Link between serotonin neuron specific tau pathology and emotional dysregulation

Abstract

At present, half a million Canadians are suffering from dementia and dementia related disorders costing approximately $11 billion annually and putting additional strain on a struggling health care system. According to the World Health Organization, 70% of dementia diagnoses can be attributed to Alzheimer's Disease (AD) which is a progressive neurodegenerative disease. AD is detectable in elderly people, mainly over the age of 60, with two-thirds of diagnosed patients being women.
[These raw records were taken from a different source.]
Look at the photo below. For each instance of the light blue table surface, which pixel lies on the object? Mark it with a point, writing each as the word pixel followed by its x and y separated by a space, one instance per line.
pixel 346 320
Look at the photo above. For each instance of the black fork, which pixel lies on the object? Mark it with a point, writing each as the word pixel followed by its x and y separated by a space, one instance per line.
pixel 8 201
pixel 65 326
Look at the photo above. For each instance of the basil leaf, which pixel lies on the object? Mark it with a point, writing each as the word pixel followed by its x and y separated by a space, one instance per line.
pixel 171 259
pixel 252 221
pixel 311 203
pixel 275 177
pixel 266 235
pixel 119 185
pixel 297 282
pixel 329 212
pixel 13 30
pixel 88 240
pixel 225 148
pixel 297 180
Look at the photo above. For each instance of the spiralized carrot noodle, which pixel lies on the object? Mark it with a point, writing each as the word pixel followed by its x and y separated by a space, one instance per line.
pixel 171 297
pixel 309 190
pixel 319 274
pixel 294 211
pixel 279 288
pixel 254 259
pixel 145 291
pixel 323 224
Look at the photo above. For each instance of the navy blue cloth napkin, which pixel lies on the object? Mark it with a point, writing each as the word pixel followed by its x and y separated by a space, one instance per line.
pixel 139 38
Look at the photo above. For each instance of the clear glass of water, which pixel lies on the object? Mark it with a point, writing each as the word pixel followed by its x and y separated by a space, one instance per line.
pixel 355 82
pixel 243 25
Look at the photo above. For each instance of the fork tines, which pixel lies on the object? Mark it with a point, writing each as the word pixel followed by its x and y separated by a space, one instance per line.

Cognitive and memory dysfunctions are the most commonly recognized symptoms of AD, however, neuropsychiatric symptoms such as social withdrawal, anxiety and depression are observed decades prior to cognitive impairment. These behavioural changes are associated with increased conversion from mild cognitive impairment to AD. Evidence from post-mortem AD tissue indicates that the dorsal raphe nucleus (DRN), which contains the majority of serotonin neurons, is one of the initial sites to display tau pathology in the AD brain. Serotonin neurons are critical for emotional regulation and are degenerated in the AD brain. Here, using a viral approach, we developed a mouse model that expresses a tau isoform that is prone to hyperphosphorylation (hTauP301L) specifically in serotonin neurons. We performed a comprehensive behavioural analysis to determine the effects of pathological tau expression in serotonin neurons on anxiety-like, anhedonia-like behaviours, sociability, stress coping strategies and cognition. We found that about fifty percent of serotonin neurons in DRN expressed hTauP301L without changing serotonin density. The hTauP301L group mice showed increased anxiety-like behaviour, hyperactivity, sociability changes, and active stress coping strategy. Lastly, female hTauP301L mice showed slight impairment in contextual information processing and spatial working memory. Understanding the mechanisms underlying neuropsychiatric symptoms and teasing out any causal relationship has the potential to significantly facilitate our understanding of AD symptomatology and pathology.